O Brasil volta a campo nesta sexta-feira (19), contra o Haiti, às 21h30, no horário de Brasília, no Estádio de Filadélfia, nos Estados Unidos, pela segunda rodada do Grupo C. Fora do ambiente esportivo, o jogo também serve de gancho para observar em quais cadeias da proteína animal o País ocupa posições estratégicas no mercado global.
A comparação com uma “escalação” da proteína animal ajuda a traduzir a presença brasileira em diferentes segmentos. Frango, carne bovina, carne suína, ovos, aquicultura, grãos para ração e genética animal compõem uma estrutura produtiva que conecta campo, agroindústria, cooperativas, frigoríficos, logística, portos e mercados internacionais.

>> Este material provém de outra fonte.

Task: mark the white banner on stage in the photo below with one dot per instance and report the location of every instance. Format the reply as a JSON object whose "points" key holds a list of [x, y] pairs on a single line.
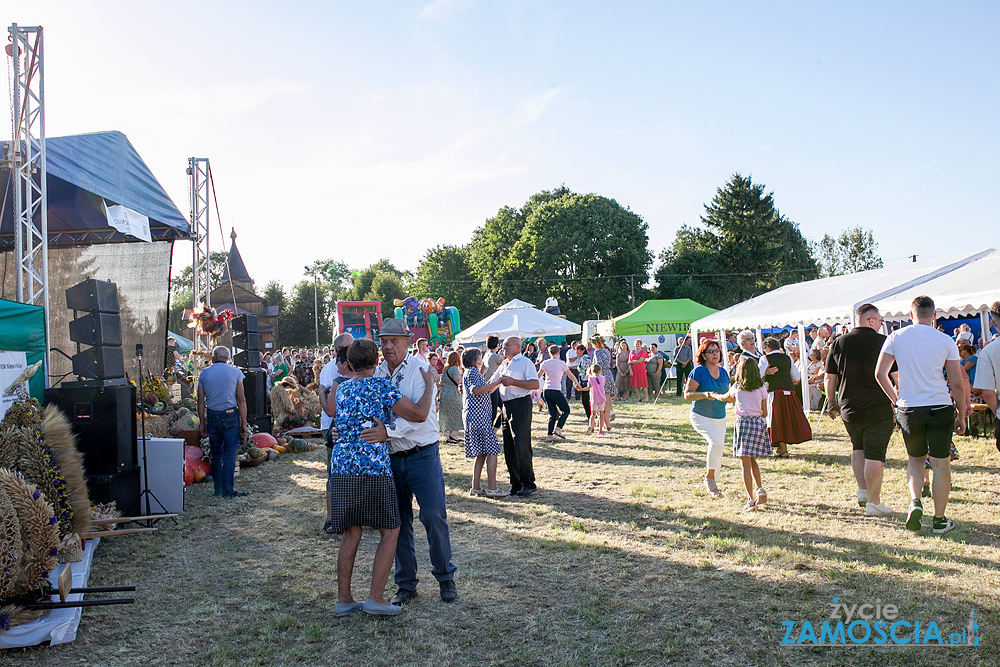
{"points": [[12, 364], [128, 221]]}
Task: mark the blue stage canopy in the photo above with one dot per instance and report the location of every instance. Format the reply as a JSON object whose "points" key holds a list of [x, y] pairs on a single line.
{"points": [[83, 169]]}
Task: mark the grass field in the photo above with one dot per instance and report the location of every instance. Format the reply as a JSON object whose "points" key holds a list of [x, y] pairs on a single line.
{"points": [[622, 558]]}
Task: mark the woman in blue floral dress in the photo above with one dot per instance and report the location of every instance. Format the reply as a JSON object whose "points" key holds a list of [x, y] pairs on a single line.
{"points": [[480, 438], [362, 492]]}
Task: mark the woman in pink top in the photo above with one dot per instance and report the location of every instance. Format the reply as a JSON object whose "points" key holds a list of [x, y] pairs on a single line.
{"points": [[600, 406], [750, 439], [550, 373], [637, 369]]}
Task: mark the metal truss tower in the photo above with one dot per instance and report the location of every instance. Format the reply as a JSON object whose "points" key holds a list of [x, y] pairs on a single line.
{"points": [[198, 170], [26, 156]]}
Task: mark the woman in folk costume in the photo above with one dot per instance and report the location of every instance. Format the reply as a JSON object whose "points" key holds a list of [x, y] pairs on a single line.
{"points": [[786, 422]]}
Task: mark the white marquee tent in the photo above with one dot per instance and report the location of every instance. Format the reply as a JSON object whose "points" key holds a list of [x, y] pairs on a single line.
{"points": [[960, 285], [518, 318]]}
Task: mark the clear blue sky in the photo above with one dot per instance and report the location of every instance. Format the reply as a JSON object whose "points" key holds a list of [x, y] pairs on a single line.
{"points": [[364, 130]]}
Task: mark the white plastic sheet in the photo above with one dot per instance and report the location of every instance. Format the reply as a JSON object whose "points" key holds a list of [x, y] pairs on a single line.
{"points": [[58, 626]]}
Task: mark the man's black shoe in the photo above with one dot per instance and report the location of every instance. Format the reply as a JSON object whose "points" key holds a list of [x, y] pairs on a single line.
{"points": [[449, 593], [403, 595]]}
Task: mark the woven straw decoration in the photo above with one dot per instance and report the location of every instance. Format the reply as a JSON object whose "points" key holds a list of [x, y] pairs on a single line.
{"points": [[39, 533], [11, 551]]}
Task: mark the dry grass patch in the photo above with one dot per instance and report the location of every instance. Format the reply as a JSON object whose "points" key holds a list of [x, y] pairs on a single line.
{"points": [[621, 558]]}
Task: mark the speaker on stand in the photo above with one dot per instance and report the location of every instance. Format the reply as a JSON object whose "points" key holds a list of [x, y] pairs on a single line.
{"points": [[100, 405], [247, 357]]}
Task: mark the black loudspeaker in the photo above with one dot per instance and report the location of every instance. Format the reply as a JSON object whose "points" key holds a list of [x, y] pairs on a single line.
{"points": [[121, 487], [103, 419], [246, 341], [105, 361], [248, 359], [245, 323], [258, 404], [96, 329], [100, 327], [92, 295]]}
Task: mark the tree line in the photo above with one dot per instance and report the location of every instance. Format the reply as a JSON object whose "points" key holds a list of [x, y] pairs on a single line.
{"points": [[588, 251]]}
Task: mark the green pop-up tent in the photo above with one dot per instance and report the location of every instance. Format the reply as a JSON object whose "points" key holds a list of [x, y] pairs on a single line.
{"points": [[22, 330], [657, 316]]}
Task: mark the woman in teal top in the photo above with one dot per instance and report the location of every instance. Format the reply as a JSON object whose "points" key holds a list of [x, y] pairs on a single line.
{"points": [[280, 368], [707, 387]]}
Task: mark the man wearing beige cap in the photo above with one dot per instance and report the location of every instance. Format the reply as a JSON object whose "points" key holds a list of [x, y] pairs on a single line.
{"points": [[416, 468], [988, 370]]}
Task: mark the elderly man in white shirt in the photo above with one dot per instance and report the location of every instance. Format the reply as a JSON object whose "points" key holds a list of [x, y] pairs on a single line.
{"points": [[988, 371], [416, 468], [518, 378]]}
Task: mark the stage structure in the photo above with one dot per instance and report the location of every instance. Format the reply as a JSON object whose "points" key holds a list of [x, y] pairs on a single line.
{"points": [[199, 170], [25, 161], [91, 179]]}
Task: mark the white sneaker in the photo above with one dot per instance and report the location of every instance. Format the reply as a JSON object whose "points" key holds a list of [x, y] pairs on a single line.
{"points": [[871, 509]]}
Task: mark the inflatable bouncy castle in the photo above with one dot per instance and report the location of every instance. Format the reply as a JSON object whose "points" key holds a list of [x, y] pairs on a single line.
{"points": [[429, 318]]}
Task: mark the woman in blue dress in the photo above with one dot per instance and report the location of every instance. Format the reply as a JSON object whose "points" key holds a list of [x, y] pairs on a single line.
{"points": [[480, 438], [362, 492]]}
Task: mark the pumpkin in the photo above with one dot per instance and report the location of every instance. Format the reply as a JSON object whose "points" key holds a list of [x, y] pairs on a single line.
{"points": [[263, 440]]}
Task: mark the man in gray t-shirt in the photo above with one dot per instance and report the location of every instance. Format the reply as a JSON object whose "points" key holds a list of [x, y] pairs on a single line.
{"points": [[222, 410], [492, 360]]}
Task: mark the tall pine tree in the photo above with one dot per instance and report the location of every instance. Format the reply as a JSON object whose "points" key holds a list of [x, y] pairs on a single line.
{"points": [[743, 248]]}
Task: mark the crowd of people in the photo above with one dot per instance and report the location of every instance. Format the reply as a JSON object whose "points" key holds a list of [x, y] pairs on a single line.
{"points": [[387, 408]]}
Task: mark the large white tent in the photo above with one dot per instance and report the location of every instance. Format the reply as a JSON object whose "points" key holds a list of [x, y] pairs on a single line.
{"points": [[959, 284], [518, 318]]}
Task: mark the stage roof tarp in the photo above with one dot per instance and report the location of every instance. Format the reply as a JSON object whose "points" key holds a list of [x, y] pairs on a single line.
{"points": [[656, 316], [518, 318], [832, 300], [83, 169]]}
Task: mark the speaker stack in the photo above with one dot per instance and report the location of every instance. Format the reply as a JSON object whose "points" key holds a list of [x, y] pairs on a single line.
{"points": [[101, 404], [247, 357], [99, 327]]}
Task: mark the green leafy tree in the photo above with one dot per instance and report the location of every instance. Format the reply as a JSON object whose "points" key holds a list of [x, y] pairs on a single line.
{"points": [[335, 275], [743, 248], [444, 272], [854, 250], [361, 282], [580, 248], [297, 325], [274, 295]]}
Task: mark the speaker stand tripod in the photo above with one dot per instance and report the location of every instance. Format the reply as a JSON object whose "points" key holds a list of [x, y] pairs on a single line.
{"points": [[145, 493]]}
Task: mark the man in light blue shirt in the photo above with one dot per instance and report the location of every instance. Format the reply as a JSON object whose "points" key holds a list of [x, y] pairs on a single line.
{"points": [[222, 410]]}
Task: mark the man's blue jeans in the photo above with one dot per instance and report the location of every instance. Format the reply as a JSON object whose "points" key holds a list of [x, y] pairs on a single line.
{"points": [[224, 436], [420, 475]]}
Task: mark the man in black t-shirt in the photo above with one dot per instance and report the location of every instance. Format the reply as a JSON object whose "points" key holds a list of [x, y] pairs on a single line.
{"points": [[866, 410]]}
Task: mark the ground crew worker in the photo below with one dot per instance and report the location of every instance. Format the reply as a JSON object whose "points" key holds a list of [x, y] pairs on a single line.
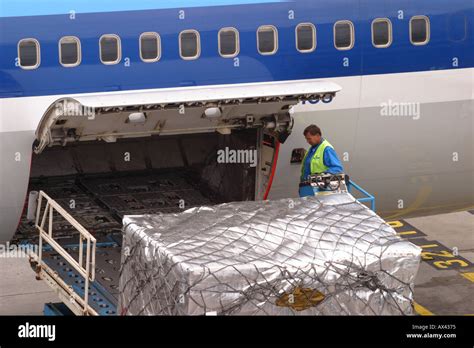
{"points": [[320, 158]]}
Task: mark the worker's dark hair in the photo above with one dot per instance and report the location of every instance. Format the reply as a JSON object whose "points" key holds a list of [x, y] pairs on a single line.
{"points": [[313, 130]]}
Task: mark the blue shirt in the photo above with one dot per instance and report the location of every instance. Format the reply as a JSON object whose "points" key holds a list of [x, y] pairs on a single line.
{"points": [[330, 160]]}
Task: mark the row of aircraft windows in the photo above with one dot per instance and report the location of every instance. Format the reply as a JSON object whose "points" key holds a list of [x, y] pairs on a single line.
{"points": [[228, 42]]}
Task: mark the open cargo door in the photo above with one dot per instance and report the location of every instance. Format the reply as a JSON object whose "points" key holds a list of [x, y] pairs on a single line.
{"points": [[109, 117]]}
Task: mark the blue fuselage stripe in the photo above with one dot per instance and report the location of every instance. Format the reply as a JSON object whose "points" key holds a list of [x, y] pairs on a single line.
{"points": [[24, 8], [450, 47]]}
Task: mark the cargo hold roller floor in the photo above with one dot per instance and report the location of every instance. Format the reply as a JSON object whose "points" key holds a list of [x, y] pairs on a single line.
{"points": [[99, 203]]}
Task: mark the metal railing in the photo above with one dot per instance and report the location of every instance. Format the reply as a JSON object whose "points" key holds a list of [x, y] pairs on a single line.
{"points": [[85, 266]]}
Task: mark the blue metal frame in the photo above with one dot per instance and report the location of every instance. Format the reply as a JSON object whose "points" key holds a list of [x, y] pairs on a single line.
{"points": [[367, 196]]}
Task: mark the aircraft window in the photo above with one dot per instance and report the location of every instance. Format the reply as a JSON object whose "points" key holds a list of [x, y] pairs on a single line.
{"points": [[110, 49], [150, 47], [306, 37], [69, 51], [29, 53], [229, 45], [267, 39], [189, 44], [382, 32], [344, 35], [419, 30]]}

Exportações sustentam liderança
Na carne de frango, o Brasil ocupa uma das posições mais fortes da cadeia global. O País manteve, em 2025, a liderança mundial nas exportações da proteína, segundo dados da Associação Brasileira de Proteína Animal (ABPA). Em maio de 2026, as vendas externas de carne de frango in natura somaram US$ 883 milhões, com 442 mil toneladas embarcadas, conforme levantamento do Ministério da Agricultura e Pecuária (Mapa).
A carne bovina também coloca o Brasil entre os principais fornecedores internacionais de proteína animal. Em maio, as exportações brasileiras do produto alcançaram 297 mil toneladas e receita de US$ 1,83 bilhão, de acordo com dados do Ministério do Desenvolvimento, Indústria, Comércio e Serviços (MDIC), compilados pela Associação Brasileira das Indústrias Exportadoras de Carnes (ABIEC). No acumulado de janeiro a maio, o País exportou 1,388 milhão de toneladas de carne bovina, avanço de 15,3% em relação ao mesmo período de 2025.
A carne suína completa o grupo de proteínas animais com forte presença externa. Em maio, as exportações de carne suína in natura somaram US$ 278 milhões, com 111 mil toneladas embarcadas. Segundo o Mapa, as três principais proteínas animais exportadas pelo Brasil, bovina, de frango e suína, registraram recordes de valor e volume para o mês de maio.

Ovos e aquicultura ampliam presença
Na produção de ovos, o Brasil não lidera o ranking mundial, mas está entre os mercados relevantes da proteína. Segundo dados consolidados pela ABPA, o País produziu 62,3 bilhões de unidades em 2025, com consumo per capita de 288 ovos por habitante ao ano. O setor ganha importância por oferecer proteína de alto valor nutricional, ampla presença no mercado interno e potencial de expansão nas exportações.
Na aquicultura, o Brasil também avança em produção. Dados do Instituto Brasileiro de Geografia e Estatística (IBGE) mostram que a produção brasileira de peixes chegou a 724,9 mil toneladas em 2024, crescimento de 10,3%. Cadeias como a tilapicultura têm ampliado a relevância do setor na oferta nacional de proteína e no debate sobre diversificação da produção animal.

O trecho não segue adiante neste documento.